What You Need To Know About Google Analytics Direct Traffic

This Google Analytics groups website traffic into broad traffic sources. For many websites “Direct / none” is the largest source of traffic in their reports. “Direct / none” is supposed to mean that this is “direct traffic” meaning visitors typed in the URL in the browser or used a bookmark to access the website.

Many marketers don’t realise that a large amount of direct traffic is normally no the result of many “direct visitors” but rather the result of visits where the referral information is not passed on to Google Analytics. If you send out regular newsletters to an email list and your visitors click a website link, the referral information is often not passed on from the email provider. As a result the majority of your email traffic could be classified as “Direct / none” even though this is not the case.

In order to be able to make the best possible marketing decisions, you want to make sure that all of your traffic sources are picked up accurately in Google Analytics.

Step 1: Analyse your ratio of direct traffic

Google Analytics -> Acquisition -> All Traffic -> Source/Medium

The report below shows all traffic sources including “Direct / none”. In this example the ratio of direct traffic is around 18% which is lower than most websites. This is the result of implementing Google Analytics tracking links whenever possible (next step).

Direct traffic1

Step 2: Using Google Analytics tracking links for traffic attribution

Google has a tool called URL builder. Here’s the link: https://support.google.com/analytics/answer/1033867?hl=en.

The tool allows you to build custom tracking links for all of your different marketing channels (for example email, social and ad campaigns other than AdWords).

Let’s say you want to send out a “February Promotion” to your newsletter subscribers. If you just link straight to your website without a tracking link a lot of the traffic would be recorded as “Direct / none” which doesn’t allow you to analyse the performance of your email campaigns.

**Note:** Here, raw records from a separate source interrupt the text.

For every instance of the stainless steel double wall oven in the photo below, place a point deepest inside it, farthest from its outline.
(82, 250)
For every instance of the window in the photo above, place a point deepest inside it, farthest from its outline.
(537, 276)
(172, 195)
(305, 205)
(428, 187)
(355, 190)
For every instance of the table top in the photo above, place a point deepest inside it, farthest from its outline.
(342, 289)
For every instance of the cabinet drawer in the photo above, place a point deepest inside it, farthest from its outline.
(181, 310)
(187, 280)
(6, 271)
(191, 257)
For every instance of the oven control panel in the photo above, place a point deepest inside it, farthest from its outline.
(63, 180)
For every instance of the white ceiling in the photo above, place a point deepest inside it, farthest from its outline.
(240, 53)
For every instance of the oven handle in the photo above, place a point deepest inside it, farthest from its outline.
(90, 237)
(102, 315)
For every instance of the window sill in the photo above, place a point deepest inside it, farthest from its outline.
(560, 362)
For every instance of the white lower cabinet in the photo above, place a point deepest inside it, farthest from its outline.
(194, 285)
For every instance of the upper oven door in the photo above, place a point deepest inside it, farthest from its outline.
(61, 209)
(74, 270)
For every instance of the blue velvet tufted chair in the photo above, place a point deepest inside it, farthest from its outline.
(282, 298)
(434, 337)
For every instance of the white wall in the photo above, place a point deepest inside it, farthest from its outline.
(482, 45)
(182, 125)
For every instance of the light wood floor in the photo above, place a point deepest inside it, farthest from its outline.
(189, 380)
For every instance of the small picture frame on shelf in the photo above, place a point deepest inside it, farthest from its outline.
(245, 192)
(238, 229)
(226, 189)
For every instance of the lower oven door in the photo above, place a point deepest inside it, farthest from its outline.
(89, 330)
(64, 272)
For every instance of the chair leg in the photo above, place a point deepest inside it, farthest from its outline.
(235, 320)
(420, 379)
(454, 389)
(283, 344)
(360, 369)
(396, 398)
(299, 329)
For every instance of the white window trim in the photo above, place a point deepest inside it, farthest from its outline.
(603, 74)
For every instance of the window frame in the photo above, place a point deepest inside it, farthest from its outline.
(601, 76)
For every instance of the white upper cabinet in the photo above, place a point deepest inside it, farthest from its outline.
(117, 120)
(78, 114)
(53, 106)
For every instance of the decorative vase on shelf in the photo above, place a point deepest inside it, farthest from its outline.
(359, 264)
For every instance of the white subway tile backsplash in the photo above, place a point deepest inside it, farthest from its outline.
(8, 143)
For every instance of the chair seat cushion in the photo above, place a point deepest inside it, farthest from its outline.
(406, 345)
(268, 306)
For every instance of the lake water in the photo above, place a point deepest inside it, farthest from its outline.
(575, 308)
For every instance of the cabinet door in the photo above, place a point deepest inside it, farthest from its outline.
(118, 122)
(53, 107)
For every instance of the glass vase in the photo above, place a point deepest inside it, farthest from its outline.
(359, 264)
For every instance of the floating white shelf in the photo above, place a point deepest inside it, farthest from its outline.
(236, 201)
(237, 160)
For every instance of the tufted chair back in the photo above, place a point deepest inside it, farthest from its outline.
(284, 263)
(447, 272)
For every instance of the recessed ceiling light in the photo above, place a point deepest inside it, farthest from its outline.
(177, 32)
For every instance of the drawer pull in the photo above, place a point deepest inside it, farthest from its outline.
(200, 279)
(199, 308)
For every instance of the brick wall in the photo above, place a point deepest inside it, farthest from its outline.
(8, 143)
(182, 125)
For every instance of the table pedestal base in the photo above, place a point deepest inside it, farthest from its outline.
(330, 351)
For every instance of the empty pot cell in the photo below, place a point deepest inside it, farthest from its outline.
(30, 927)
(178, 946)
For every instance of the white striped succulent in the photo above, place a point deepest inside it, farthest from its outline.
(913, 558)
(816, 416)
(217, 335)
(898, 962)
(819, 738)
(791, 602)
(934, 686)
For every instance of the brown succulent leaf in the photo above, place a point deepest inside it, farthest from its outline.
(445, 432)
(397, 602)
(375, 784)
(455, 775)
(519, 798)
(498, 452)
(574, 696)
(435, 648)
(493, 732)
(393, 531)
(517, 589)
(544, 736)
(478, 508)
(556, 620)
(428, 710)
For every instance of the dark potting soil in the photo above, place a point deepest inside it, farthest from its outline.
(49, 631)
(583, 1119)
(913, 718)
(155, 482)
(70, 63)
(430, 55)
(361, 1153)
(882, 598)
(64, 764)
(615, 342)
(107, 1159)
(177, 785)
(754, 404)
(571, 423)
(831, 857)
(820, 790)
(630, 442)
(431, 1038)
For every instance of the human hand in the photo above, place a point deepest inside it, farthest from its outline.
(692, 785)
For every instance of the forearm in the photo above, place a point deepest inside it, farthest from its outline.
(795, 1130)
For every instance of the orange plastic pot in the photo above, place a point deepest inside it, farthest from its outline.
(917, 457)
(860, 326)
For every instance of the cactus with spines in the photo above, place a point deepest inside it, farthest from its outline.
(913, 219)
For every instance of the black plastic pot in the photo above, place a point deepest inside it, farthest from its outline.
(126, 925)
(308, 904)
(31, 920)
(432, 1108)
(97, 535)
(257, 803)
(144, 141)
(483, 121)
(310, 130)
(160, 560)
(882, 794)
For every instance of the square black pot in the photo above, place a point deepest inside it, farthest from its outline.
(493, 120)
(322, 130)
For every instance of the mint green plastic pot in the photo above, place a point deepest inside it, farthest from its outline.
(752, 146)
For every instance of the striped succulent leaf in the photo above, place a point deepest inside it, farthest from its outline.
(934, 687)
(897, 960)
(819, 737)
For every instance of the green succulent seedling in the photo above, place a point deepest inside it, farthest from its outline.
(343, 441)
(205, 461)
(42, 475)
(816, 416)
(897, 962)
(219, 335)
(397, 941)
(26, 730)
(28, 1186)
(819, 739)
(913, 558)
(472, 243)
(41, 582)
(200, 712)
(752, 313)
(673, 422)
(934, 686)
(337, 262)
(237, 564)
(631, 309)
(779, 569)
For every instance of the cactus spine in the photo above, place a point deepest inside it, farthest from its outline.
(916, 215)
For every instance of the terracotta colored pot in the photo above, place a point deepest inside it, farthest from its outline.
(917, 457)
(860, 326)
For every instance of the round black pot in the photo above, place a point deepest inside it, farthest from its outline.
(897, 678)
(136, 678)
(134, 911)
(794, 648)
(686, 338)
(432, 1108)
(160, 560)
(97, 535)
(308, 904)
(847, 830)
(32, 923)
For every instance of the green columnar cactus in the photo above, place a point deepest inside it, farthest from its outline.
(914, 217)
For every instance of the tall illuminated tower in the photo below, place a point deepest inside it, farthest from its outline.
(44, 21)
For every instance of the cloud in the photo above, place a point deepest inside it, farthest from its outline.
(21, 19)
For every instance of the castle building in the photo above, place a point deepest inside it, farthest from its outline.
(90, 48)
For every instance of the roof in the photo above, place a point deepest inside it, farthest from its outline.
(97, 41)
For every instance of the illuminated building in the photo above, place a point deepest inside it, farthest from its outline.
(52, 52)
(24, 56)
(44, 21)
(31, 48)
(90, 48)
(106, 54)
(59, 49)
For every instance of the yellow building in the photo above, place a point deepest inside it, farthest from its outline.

Instead you should use the URL builder to setup a tracking link as follows:

– Website URL: the website URL or landing page URL where you want to send visitors
– Campaign Source: In this case “newsletter” but you can choose whatever you want (e.g. Facebook, Twitter, Bing etc.)
– Campaign Medium: This should describe the type of traffic, in this case “email”. You could use “cpc” (cost per click) for ad campaigns or “social” for your social media platforms.
– Campaign Term and Campaign Content are optional
– Campaign Name: use a descriptive name that you will recognise later when it shows up in your Google Analytics reports, in this case I used “feb2015-promotion”

Once you are done, click on “Submit” to generate the link. Then just copy the link and use it in your newsletter.

URL builder

Here’s how Google Analytics will pick up the traffic from this link:

Google Analytics -> Acquisition -> All Traffic -> Source / Medium

As you can see in the screenshot below, the traffic source shows as “newsletter / email”.

URL builder2

Google Analytics -> Acquisition -> Campaigns -> All Campaigns

In the report below, the traffic source shows as our previously defined campaign name “feb2015-promotion”. By using descriptive campaign names you can easily identify your campaigns later.